Two trees are the same if: their roots have the same value, their left subtrees are the same, and their right subtrees are the same. This decomposes perfectly into recursion. The base cases handle structural differences: if both are null they match, if only one is null they don’t.

Algorithm

  1. If both nodes are null → return true (both trees “end” here)
  2. If exactly one is null → return false (structural mismatch)
  3. If p.val != q.val → return false (value mismatch)
  4. Return same_tree(p.left, q.left) and same_tree(p.right, q.right)

Solution

class TreeNode:
    def __init__(self, val=0, left=None, right=None):
        self.val = val
        self.left = left
        self.right = right

def is_same_tree(p, q):
    # Both null: they match at this position
    if not p and not q:
        return True
    # One null, one not: structure differs
    if not p or not q:
        return False
    # Values differ
    if p.val != q.val:
        return False
    # Recurse on both subtrees
    return is_same_tree(p.left, q.left) and is_same_tree(p.right, q.right)

# --- helpers ---
def build_tree(values):
    if not values:
        return None
    root = TreeNode(values[0])
    queue = [root]
    i = 1
    while queue and i < len(values):
        node = queue.pop(0)
        if i < len(values) and values[i] is not None:
            node.left = TreeNode(values[i])
            queue.append(node.left)
        i += 1
        if i < len(values) and values[i] is not None:
            node.right = TreeNode(values[i])
            queue.append(node.right)
        i += 1
    return root

# --- tests ---
p1 = build_tree([1, 2, 3])
q1 = build_tree([1, 2, 3])
print(is_same_tree(p1, q1))  # True

p2 = build_tree([1, 2])
q2 = build_tree([1, None, 2])
print(is_same_tree(p2, q2))  # False

p3 = build_tree([1, 2, 1])
q3 = build_tree([1, 1, 2])
print(is_same_tree(p3, q3))  # False

p4 = build_tree([])
q4 = build_tree([])
print(is_same_tree(p4, q4))  # True

Complexity

  • Time: O(n) — at most n nodes visited where n = min(size(p), size(q))
  • Space: O(h) — recursion stack depth proportional to tree height

2. Iterative (Stack-Based)

Intuition

We can do the same comparison without recursion by using a stack of node pairs.
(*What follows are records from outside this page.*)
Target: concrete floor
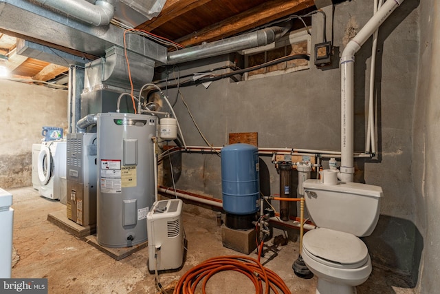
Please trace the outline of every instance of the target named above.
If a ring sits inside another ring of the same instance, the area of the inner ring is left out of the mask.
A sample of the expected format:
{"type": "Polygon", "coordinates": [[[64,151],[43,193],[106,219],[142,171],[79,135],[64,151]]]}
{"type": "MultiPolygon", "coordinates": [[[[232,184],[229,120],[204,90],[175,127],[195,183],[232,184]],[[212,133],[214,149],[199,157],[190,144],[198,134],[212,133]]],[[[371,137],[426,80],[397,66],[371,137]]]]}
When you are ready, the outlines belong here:
{"type": "MultiPolygon", "coordinates": [[[[12,269],[12,277],[47,277],[50,293],[157,293],[154,275],[149,273],[146,266],[146,248],[116,261],[47,220],[47,213],[63,209],[63,204],[38,196],[32,187],[8,191],[14,196],[14,246],[19,255],[12,269]]],[[[193,205],[184,206],[187,257],[180,271],[160,275],[165,287],[172,288],[182,275],[210,258],[241,255],[222,246],[221,229],[214,212],[193,205]]],[[[289,242],[286,246],[278,246],[276,252],[267,253],[262,263],[275,271],[292,293],[314,293],[316,278],[300,279],[292,270],[298,258],[298,242],[289,242]]],[[[256,258],[254,253],[249,256],[256,258]]],[[[252,293],[255,290],[243,275],[223,272],[210,280],[207,292],[252,293]]],[[[358,287],[358,292],[415,293],[404,279],[375,266],[368,280],[358,287]]]]}

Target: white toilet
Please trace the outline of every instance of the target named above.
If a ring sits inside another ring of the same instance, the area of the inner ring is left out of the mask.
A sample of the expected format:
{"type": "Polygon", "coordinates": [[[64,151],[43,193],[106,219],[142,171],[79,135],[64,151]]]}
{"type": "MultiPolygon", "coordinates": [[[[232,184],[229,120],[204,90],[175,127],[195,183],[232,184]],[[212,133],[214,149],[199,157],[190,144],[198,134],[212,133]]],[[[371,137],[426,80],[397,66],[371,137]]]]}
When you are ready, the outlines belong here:
{"type": "Polygon", "coordinates": [[[318,277],[316,293],[353,294],[371,273],[365,244],[380,214],[380,187],[357,182],[303,183],[309,215],[318,227],[304,235],[302,258],[318,277]]]}

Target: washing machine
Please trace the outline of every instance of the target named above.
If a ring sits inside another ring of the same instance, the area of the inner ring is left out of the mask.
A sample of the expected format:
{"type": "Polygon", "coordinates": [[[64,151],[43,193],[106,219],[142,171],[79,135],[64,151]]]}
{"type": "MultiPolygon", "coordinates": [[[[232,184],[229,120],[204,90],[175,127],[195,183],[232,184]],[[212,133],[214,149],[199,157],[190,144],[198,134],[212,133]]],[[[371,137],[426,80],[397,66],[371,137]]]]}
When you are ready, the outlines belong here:
{"type": "Polygon", "coordinates": [[[50,199],[60,199],[62,194],[60,178],[66,176],[66,154],[65,140],[41,143],[37,166],[41,196],[50,199]]]}
{"type": "Polygon", "coordinates": [[[32,188],[40,190],[40,179],[38,178],[38,155],[41,151],[41,143],[32,144],[32,188]]]}

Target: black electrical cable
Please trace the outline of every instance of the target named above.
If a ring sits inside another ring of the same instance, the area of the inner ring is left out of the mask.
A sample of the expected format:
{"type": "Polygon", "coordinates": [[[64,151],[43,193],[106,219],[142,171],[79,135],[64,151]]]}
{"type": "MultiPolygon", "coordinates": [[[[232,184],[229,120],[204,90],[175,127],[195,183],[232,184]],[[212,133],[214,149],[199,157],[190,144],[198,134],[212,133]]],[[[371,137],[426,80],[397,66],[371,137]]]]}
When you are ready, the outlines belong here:
{"type": "MultiPolygon", "coordinates": [[[[268,66],[274,65],[282,62],[289,61],[294,59],[305,59],[310,60],[310,56],[308,54],[295,54],[295,55],[289,55],[287,56],[284,56],[279,58],[278,59],[275,59],[271,61],[266,62],[265,63],[262,63],[258,65],[252,66],[248,68],[244,68],[243,70],[234,70],[233,72],[227,72],[225,74],[217,74],[214,76],[207,76],[204,78],[201,78],[197,80],[187,80],[184,82],[182,82],[179,84],[173,84],[173,85],[167,85],[167,89],[173,89],[179,87],[188,87],[192,85],[199,85],[202,83],[206,82],[213,82],[215,81],[219,81],[222,78],[229,78],[232,76],[235,76],[236,74],[241,74],[246,72],[252,72],[253,70],[259,70],[263,67],[267,67],[268,66]]],[[[160,87],[161,89],[164,89],[165,87],[160,87]]]]}

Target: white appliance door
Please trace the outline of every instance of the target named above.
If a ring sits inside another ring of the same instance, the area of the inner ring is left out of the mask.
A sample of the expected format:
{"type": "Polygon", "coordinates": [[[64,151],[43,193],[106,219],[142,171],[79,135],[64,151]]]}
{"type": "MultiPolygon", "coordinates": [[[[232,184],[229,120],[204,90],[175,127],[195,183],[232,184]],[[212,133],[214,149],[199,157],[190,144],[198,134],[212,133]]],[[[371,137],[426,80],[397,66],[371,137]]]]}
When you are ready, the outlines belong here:
{"type": "Polygon", "coordinates": [[[14,209],[12,196],[0,189],[0,278],[11,277],[14,209]]]}
{"type": "Polygon", "coordinates": [[[54,160],[50,149],[45,145],[41,145],[41,150],[38,154],[38,179],[42,185],[47,185],[52,176],[54,171],[54,160]]]}

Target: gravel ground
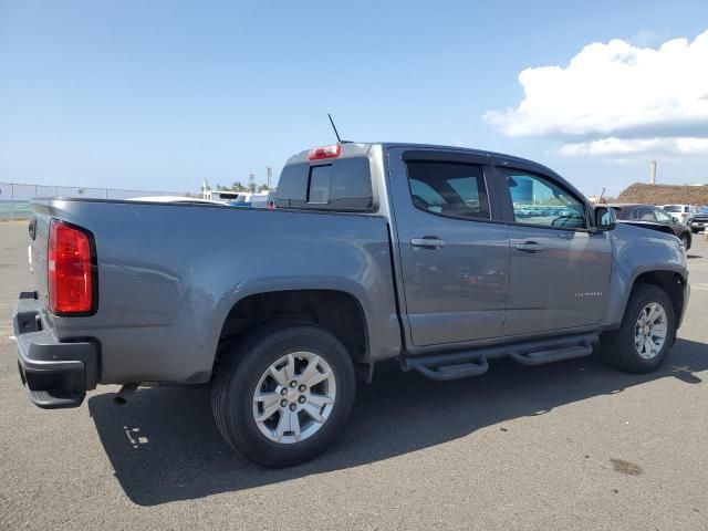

At each step, pop a pair and apply the same three checks as the recursive version.

Solution

class TreeNode:
    def __init__(self, val=0, left=None, right=None):
        self.val = val
        self.left = left
        self.right = right

def is_same_tree_iterative(p, q):
    stack = [(p, q)]

    while stack:
        node1, node2 = stack.pop()

        if not node1 and not node2:
            continue
        if not node1 or not node2:
            return False
        if node1.val != node2.val:
            return False

        stack.append((node1.left, node2.left))
        stack.append((node1.right, node2.right))

    return True

# --- helpers ---
def build_tree(values):
    if not values:
        return None
    root = TreeNode(values[0])
    queue = [root]
    i = 1
    while queue and i < len(values):
        node = queue.pop(0)
        if i < len(values) and values[i] is not None:
            node.left = TreeNode(values[i])
            queue.append(node.left)
        i += 1
        if i < len(values) and values[i] is not None:
            node.right = TreeNode(values[i])
            queue.append(node.right)
        i += 1
    return root

# --- tests ---
p1 = build_tree([1, 2, 3])
q1 = build_tree([1, 2, 3])
print(is_same_tree_iterative(p1, q1))  # True

p2 = build_tree([1, 2])
q2 = build_tree([1, None, 2])
print(is_same_tree_iterative(p2, q2))  # False

Complexity

  • Time: O(n) — each node pair is processed once
  • Space: O(h) — stack size proportional to tree height

Common Pitfalls

Checking only values, not structure. [1,2] and [1,null,2] have the same values but different structures. The null checks for structural equality must come before value comparison.

Short-circuiting too eagerly. The and in same_tree(left) and same_tree(right) already short-circuits — if the left subtrees differ, Python won’t even evaluate the right. This is efficient by default.